People often struggle to believe what an attorney says. It is a reputation that some say is well deserved when it comes to the truth and "straight talk" from someone in the profession.
The following is a statement by Tammy Moorer's attorney, Greg McCollum, asserting that Tammy Moorer is pregnant.
Ask yourself what you would say if your client was pregnant.
I would say, "My client is pregnant."
Yet, I would only say this if I believed it to be true.
If I had a doubt, I would say,
"I believe my client is pregnant."
Simply by adding the word "believe", I indicate that there is room for doubt: for someone to "believe" otherwise, or even for me to believe otherwise. The statement:
"My client is pregnant" is now weakened by "I believe my client is pregnant."
Does Tammy Moorer's attorney know she is pregnant? Does he believe it?
What if I said, "I really believe my client is pregnant"?
This would now weaken the assertion even further by adding the word, "really" to it. Enough qualifiers in a sentence and you will likely hear someone say, "Liar, Liar!"
Here is McCollum's statement on Tammy being pregnant:
"She's been examined at two different hospitals by two different doctors. Two different medical staffs and they both say that she's pregnant. We believe that to be true, and it's really hard for us to imagine it any other way."
1. Note the order:
a. Two different hospitals
b. Two different doctors
c. Two different medical staffs
2. Note the change in language; from "doctors" to "medical staffs" without any apparent justification within the statement.
3. Note the emphasis that is added with "both"
4. Note that he does not say "I believe" but "we" believe, making it so that he is not alone with this belief, but with others, in a crowd, so to speak.
5. The word "that" is distancing language. He does not say "I believe this to be true", but uses the word "that", which indicates, 'far away' and not close, as "this" indicates closeness.
6. "hard" is "really hard", and only in imagination. Why would it be so "really hard"?

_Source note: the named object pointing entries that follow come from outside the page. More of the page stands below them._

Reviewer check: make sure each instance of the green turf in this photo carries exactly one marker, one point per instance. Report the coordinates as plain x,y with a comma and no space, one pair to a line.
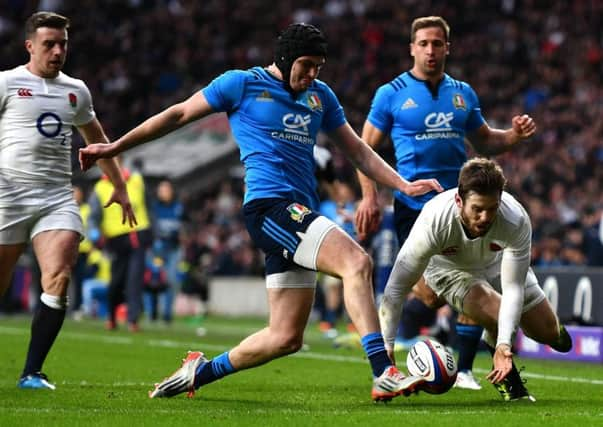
103,377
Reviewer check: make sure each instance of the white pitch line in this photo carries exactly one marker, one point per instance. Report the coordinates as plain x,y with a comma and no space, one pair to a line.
301,354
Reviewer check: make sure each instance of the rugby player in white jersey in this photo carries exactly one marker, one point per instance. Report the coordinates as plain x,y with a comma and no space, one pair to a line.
472,244
39,105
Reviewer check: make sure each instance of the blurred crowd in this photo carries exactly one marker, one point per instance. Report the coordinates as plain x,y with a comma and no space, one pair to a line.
541,57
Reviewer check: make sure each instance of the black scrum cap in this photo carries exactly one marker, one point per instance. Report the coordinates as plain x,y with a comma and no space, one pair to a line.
295,41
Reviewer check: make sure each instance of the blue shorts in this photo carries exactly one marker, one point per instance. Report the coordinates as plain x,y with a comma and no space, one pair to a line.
273,225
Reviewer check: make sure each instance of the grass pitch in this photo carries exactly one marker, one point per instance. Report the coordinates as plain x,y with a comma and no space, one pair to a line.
103,378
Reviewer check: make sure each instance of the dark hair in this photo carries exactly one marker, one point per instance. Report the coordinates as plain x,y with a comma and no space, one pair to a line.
428,22
45,19
294,41
481,176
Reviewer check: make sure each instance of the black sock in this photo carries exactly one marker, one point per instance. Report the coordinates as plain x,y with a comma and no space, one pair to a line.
45,327
468,337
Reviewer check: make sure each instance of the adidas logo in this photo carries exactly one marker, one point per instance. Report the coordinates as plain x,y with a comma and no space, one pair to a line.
409,103
265,97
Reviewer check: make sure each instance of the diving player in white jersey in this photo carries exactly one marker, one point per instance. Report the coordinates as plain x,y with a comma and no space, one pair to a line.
472,245
39,105
428,115
275,114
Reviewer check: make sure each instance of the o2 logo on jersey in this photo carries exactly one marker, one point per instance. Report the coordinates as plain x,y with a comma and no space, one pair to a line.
50,125
438,121
297,123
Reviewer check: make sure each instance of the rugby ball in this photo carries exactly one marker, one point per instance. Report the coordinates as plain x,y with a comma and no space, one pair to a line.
434,362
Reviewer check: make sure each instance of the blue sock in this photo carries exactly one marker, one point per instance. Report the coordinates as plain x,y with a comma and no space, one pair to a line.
468,337
215,369
375,350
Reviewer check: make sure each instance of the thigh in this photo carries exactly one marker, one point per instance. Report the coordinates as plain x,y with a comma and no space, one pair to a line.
290,309
9,255
56,252
540,322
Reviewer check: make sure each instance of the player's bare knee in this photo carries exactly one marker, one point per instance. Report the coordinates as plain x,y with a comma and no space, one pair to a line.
288,344
56,283
359,263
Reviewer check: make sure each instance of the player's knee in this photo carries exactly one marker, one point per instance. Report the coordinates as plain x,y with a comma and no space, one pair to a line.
56,283
289,343
359,263
431,300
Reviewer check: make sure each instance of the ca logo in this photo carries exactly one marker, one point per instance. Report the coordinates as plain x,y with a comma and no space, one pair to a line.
296,123
439,120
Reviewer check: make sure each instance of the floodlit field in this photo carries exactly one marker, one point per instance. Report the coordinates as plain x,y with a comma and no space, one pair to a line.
103,377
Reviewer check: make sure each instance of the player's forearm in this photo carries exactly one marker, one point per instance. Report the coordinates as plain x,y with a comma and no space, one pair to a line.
368,187
390,312
375,168
499,141
509,314
113,172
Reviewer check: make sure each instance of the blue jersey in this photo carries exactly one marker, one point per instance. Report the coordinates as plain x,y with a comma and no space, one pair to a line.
427,128
275,132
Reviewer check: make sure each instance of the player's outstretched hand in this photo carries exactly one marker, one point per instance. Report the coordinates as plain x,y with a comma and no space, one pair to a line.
120,196
503,362
367,218
422,186
91,153
524,126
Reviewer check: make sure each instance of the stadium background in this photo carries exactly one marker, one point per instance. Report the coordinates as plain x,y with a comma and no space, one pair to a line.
541,57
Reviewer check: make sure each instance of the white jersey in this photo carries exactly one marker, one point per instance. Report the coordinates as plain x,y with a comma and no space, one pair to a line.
438,242
37,116
438,236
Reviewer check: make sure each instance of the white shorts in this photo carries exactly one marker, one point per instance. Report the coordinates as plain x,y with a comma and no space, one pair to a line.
453,286
26,211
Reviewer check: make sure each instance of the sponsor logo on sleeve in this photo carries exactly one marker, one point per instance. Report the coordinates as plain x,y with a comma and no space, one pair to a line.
298,211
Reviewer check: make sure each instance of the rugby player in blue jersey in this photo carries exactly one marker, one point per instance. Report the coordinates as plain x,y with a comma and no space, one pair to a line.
427,114
275,114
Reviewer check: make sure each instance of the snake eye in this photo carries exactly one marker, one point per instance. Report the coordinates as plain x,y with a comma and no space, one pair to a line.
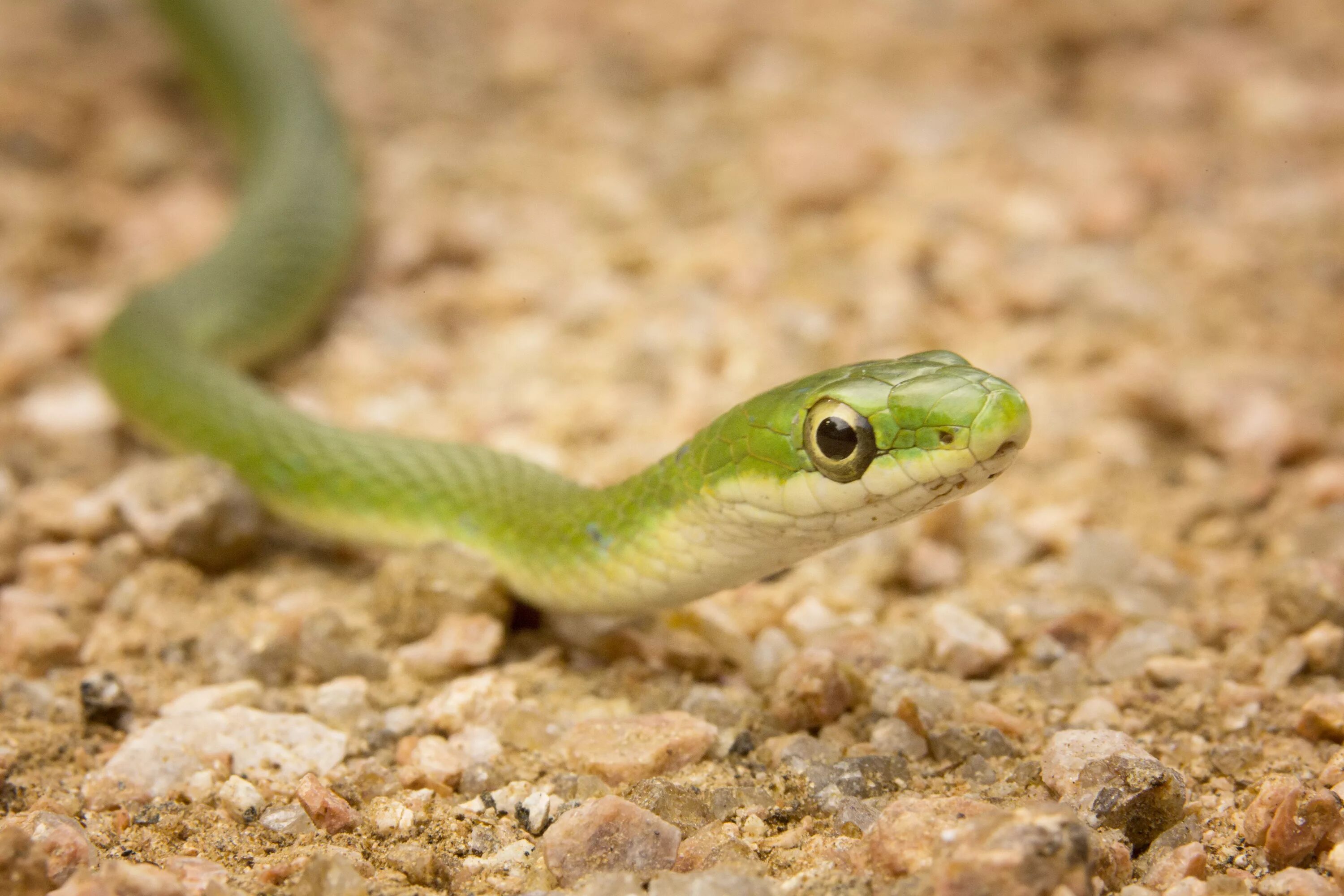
839,441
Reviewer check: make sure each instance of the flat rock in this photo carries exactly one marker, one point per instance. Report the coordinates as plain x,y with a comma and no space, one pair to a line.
193,508
810,691
246,692
23,868
1292,823
460,641
60,839
1323,718
711,883
633,747
609,835
910,831
158,761
964,644
479,699
1033,851
328,810
1296,882
1113,782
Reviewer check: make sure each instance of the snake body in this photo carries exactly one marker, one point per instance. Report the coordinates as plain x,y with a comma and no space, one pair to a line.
781,476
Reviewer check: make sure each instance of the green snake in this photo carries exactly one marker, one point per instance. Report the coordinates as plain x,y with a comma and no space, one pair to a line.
779,477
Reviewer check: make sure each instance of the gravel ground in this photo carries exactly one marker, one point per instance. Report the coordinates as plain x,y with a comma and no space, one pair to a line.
593,226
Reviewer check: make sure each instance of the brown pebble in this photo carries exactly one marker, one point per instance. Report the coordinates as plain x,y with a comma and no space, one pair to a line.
633,747
1296,882
1334,770
461,641
1260,813
1303,824
608,833
1323,718
328,812
61,840
193,508
1183,862
1113,782
1033,851
33,636
23,868
908,833
811,691
714,844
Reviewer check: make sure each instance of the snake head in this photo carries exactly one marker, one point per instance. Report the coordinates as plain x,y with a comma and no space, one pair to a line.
857,448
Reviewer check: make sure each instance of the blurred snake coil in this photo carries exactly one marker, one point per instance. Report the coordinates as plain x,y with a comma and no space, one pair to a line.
785,474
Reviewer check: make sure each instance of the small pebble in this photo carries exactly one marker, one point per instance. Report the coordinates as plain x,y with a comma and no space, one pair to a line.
288,820
460,641
1113,782
608,833
331,875
635,747
60,839
1283,664
1096,712
69,410
105,702
328,812
675,804
1323,718
198,876
912,829
1291,821
158,761
964,644
896,735
340,702
1034,851
811,691
392,818
33,637
1171,672
474,699
241,800
1296,882
437,761
1125,656
234,694
710,883
1324,645
1178,864
191,508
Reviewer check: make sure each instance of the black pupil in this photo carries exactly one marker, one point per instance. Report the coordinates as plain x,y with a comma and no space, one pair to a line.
836,439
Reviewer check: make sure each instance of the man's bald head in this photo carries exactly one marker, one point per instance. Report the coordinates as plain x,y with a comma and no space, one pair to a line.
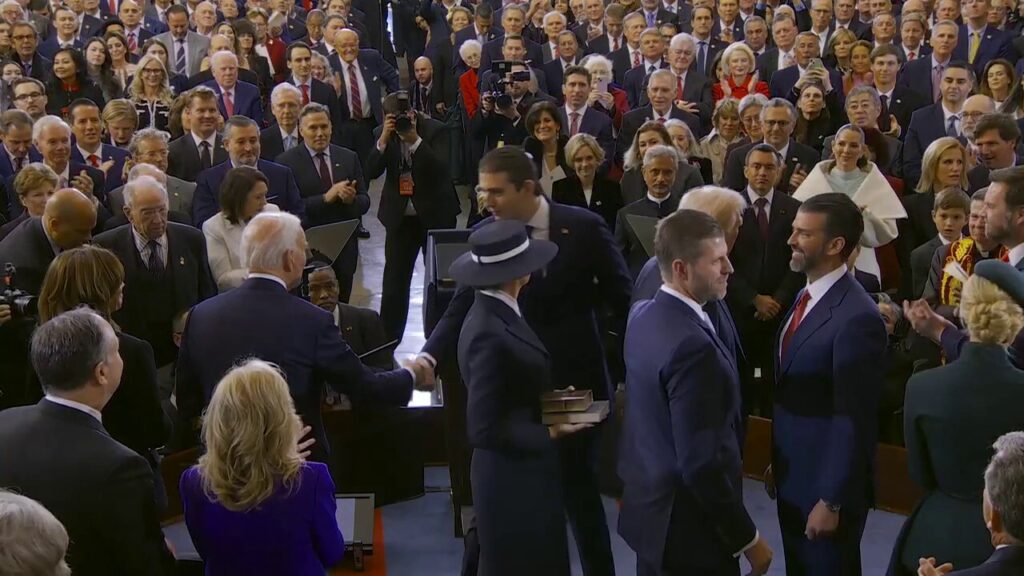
70,217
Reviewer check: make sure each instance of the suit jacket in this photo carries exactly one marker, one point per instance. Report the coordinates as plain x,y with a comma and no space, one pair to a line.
827,385
433,197
682,505
733,177
183,161
261,319
196,47
567,328
375,71
179,195
283,190
927,125
762,265
247,101
113,176
99,490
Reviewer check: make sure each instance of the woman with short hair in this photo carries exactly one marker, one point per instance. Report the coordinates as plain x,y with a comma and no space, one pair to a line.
253,504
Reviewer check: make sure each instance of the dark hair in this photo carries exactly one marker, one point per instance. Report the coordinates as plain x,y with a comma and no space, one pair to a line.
843,218
239,182
534,116
1005,124
67,348
511,161
680,235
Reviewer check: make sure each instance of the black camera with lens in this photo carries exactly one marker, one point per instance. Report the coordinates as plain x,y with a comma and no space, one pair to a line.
23,304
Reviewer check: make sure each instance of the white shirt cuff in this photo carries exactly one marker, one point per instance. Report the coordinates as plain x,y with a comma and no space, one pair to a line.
757,536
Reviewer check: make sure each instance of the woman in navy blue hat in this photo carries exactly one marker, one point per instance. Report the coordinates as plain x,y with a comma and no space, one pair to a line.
515,472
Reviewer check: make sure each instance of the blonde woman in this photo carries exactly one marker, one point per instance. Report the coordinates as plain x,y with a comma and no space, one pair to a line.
850,172
252,504
951,417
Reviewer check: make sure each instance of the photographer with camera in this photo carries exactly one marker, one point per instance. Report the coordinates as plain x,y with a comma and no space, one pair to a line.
418,196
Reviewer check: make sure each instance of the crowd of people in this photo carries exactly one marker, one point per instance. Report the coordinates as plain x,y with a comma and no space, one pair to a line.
839,247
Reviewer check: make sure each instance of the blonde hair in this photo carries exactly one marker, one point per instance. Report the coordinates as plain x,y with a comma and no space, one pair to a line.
930,163
989,314
251,433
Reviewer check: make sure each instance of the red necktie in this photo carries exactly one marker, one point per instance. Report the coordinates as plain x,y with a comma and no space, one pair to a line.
795,320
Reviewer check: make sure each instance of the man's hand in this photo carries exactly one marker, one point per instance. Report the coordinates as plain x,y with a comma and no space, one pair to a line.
759,557
821,523
767,307
926,567
925,321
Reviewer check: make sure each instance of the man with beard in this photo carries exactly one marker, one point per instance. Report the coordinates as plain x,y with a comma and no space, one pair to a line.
826,394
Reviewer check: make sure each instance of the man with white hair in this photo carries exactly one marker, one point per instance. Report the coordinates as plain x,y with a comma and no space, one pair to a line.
166,266
233,97
261,319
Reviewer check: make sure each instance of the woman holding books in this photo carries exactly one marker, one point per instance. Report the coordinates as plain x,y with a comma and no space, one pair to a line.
517,493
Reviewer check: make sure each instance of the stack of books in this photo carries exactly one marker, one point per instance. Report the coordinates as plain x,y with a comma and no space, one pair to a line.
572,407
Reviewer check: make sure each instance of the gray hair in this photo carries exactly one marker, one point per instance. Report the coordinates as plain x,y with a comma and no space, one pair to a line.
779,103
282,88
1005,482
268,238
48,121
660,151
67,350
145,134
140,183
32,540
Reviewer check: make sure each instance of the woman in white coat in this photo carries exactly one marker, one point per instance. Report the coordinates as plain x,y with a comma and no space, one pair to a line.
850,171
243,195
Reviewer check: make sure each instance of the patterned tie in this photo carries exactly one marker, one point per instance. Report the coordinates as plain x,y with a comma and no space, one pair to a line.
760,204
325,170
798,316
353,88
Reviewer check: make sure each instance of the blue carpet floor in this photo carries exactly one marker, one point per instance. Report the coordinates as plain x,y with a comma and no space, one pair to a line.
420,541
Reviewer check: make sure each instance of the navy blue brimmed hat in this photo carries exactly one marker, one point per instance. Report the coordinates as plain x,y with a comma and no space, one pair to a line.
500,252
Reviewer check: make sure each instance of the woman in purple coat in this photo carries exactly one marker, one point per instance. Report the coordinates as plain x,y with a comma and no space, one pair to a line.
252,504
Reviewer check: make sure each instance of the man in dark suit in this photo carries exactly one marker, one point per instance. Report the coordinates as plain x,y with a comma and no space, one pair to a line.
828,378
940,119
662,88
569,331
763,286
166,266
233,97
255,319
58,453
659,165
331,182
89,148
67,223
243,145
684,513
418,196
202,147
924,75
778,120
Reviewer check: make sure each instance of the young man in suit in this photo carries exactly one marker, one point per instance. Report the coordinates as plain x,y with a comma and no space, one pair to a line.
940,119
166,266
243,145
418,196
331,182
826,393
258,317
58,453
763,286
682,507
202,147
587,251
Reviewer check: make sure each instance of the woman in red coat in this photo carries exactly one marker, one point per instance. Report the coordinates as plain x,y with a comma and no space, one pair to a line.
738,75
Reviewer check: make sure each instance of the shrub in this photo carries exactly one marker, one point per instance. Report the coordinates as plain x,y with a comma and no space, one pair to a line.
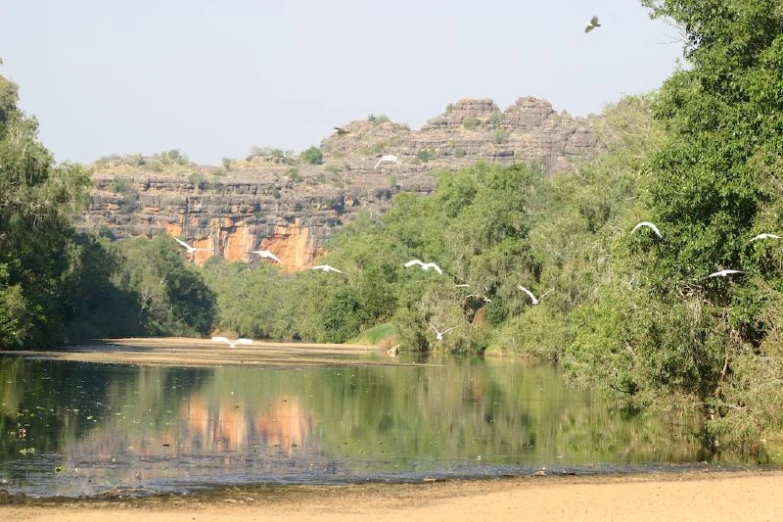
312,156
424,155
496,118
500,136
471,123
293,173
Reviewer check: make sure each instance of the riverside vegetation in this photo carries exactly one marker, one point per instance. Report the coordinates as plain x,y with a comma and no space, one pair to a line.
630,313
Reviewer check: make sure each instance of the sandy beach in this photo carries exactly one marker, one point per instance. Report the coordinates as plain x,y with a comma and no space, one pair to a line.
687,497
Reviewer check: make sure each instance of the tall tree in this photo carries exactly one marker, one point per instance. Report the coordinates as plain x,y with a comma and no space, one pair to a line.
36,199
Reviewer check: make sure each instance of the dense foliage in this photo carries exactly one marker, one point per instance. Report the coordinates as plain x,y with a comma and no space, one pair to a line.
57,286
630,312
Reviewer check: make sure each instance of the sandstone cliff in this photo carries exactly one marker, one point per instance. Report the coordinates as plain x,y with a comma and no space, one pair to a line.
274,201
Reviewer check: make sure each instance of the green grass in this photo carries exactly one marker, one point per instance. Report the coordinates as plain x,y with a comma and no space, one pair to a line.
375,335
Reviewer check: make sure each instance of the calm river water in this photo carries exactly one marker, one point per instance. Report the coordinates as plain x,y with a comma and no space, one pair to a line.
76,429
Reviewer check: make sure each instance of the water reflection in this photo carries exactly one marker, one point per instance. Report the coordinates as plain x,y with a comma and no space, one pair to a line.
81,429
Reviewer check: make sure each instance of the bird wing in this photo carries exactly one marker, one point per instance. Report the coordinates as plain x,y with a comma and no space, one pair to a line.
433,327
647,224
765,235
722,273
528,292
183,243
427,266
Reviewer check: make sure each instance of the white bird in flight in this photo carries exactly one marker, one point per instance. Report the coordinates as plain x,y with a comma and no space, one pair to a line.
724,273
440,335
267,254
388,158
231,343
326,268
592,24
190,248
651,226
425,266
765,235
533,297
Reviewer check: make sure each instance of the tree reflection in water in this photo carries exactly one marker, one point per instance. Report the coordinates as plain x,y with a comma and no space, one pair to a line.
170,429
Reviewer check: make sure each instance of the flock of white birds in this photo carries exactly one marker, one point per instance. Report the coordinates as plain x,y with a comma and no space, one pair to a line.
389,158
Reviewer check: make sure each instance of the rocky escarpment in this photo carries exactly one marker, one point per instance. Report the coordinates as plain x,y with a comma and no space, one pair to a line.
283,204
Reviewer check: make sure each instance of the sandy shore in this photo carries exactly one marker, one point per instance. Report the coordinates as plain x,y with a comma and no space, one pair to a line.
689,497
186,351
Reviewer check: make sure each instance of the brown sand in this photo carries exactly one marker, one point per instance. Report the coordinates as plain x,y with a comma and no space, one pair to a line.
185,351
691,497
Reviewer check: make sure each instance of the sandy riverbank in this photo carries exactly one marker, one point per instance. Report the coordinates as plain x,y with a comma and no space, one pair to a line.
688,497
186,351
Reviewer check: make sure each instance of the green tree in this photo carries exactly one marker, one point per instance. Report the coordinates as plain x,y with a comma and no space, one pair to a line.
312,156
712,185
36,200
173,298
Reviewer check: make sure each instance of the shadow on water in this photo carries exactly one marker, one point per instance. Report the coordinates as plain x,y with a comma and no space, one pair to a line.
73,429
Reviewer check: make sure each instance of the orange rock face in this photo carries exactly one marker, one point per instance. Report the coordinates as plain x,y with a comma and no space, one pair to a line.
293,245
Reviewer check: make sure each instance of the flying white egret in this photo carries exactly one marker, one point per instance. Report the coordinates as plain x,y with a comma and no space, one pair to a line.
388,158
440,335
267,254
231,343
651,226
765,235
533,297
592,24
424,266
724,273
326,268
190,248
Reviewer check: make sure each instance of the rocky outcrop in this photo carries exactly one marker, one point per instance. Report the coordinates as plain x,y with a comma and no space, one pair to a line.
280,204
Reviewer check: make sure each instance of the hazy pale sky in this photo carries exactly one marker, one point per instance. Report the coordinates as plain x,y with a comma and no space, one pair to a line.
214,78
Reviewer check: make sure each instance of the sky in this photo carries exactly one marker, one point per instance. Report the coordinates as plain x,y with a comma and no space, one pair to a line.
215,78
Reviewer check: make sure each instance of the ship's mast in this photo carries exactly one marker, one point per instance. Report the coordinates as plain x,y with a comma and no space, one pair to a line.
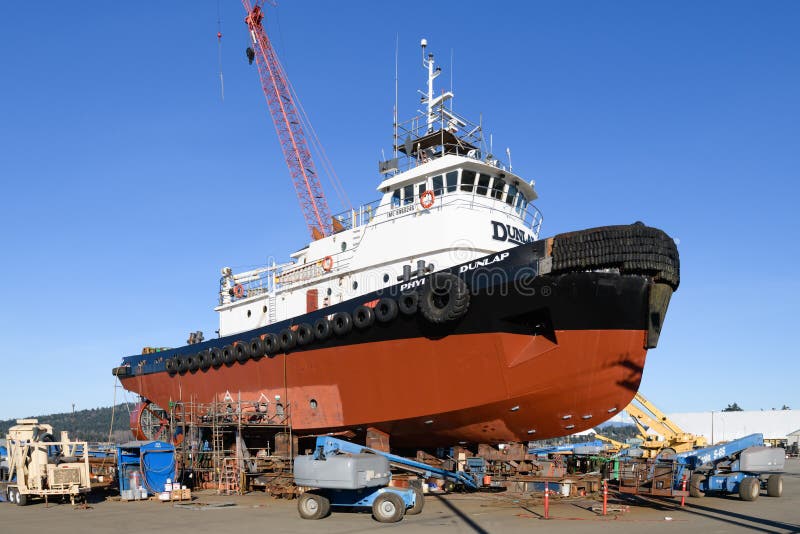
433,73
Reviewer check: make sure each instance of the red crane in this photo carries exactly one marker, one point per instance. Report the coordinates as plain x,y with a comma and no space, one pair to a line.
288,125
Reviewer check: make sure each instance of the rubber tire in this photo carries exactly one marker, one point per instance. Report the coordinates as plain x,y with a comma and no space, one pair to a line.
408,303
694,485
287,340
228,356
633,249
419,502
216,357
774,485
271,344
445,299
322,329
342,324
388,507
363,317
313,506
386,310
256,348
204,359
304,334
749,489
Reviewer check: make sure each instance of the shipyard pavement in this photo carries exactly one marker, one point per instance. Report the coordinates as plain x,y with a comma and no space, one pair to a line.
457,513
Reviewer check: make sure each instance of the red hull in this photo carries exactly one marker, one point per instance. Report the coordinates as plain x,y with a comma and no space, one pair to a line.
479,388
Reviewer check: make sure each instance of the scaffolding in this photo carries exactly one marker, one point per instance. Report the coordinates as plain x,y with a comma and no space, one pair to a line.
232,444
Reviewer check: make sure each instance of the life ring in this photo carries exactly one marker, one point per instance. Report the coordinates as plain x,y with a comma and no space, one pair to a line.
427,198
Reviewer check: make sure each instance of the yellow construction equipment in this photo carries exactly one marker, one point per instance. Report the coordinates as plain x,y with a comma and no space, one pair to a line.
616,446
648,419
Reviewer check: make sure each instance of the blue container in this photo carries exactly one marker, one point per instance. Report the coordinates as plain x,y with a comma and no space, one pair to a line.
155,460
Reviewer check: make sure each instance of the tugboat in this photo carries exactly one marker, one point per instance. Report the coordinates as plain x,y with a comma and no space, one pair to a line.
436,314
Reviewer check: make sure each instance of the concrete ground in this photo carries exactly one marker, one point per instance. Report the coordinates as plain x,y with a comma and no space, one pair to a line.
470,513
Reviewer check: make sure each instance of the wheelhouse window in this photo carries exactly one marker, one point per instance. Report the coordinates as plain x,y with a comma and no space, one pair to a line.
438,185
498,186
483,184
467,181
521,204
511,195
452,181
408,195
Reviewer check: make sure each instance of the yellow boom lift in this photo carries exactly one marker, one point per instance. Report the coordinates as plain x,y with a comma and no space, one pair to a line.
648,419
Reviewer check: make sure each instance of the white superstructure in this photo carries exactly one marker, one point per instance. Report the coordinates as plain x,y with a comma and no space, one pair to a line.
449,205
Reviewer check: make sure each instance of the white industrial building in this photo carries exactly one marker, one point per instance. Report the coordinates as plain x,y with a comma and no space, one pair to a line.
775,425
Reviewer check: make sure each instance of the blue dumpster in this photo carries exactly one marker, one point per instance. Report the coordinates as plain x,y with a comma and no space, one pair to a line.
148,463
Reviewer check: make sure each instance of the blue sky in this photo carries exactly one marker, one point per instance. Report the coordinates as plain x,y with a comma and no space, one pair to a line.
127,183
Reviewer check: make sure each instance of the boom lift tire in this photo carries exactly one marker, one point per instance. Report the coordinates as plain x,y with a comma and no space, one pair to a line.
749,488
313,506
388,508
774,485
694,485
419,502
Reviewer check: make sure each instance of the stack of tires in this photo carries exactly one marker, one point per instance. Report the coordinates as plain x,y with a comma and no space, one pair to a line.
633,249
444,299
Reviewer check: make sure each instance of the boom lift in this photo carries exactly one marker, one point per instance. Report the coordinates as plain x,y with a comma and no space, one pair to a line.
348,475
742,466
649,418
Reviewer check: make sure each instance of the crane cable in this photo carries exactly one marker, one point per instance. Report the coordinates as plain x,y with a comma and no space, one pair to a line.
316,144
219,54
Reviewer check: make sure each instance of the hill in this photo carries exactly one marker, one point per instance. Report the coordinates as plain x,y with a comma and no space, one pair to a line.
87,425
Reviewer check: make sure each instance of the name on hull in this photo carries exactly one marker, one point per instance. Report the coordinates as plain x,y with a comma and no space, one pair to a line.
512,234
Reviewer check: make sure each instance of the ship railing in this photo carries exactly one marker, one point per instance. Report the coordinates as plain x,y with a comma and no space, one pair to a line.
466,140
248,284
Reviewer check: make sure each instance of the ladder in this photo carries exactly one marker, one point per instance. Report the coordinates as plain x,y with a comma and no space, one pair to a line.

7. "imagine" is "imagination" in work. Why would "imagine" be part of a sentence on pregnancy. Is she "just a little pregnant"?
The statement shows that the subject is trying to persuade and is going about it a long way, rather than simply say, "My client is pregnant." He has a ready made answer for the charge, "You knew she was not pregnant" with "two doctors..."
As much as people complain about lawyers not telling the truth, they should be commended for all the Statement Analysis practice they generously donate to us.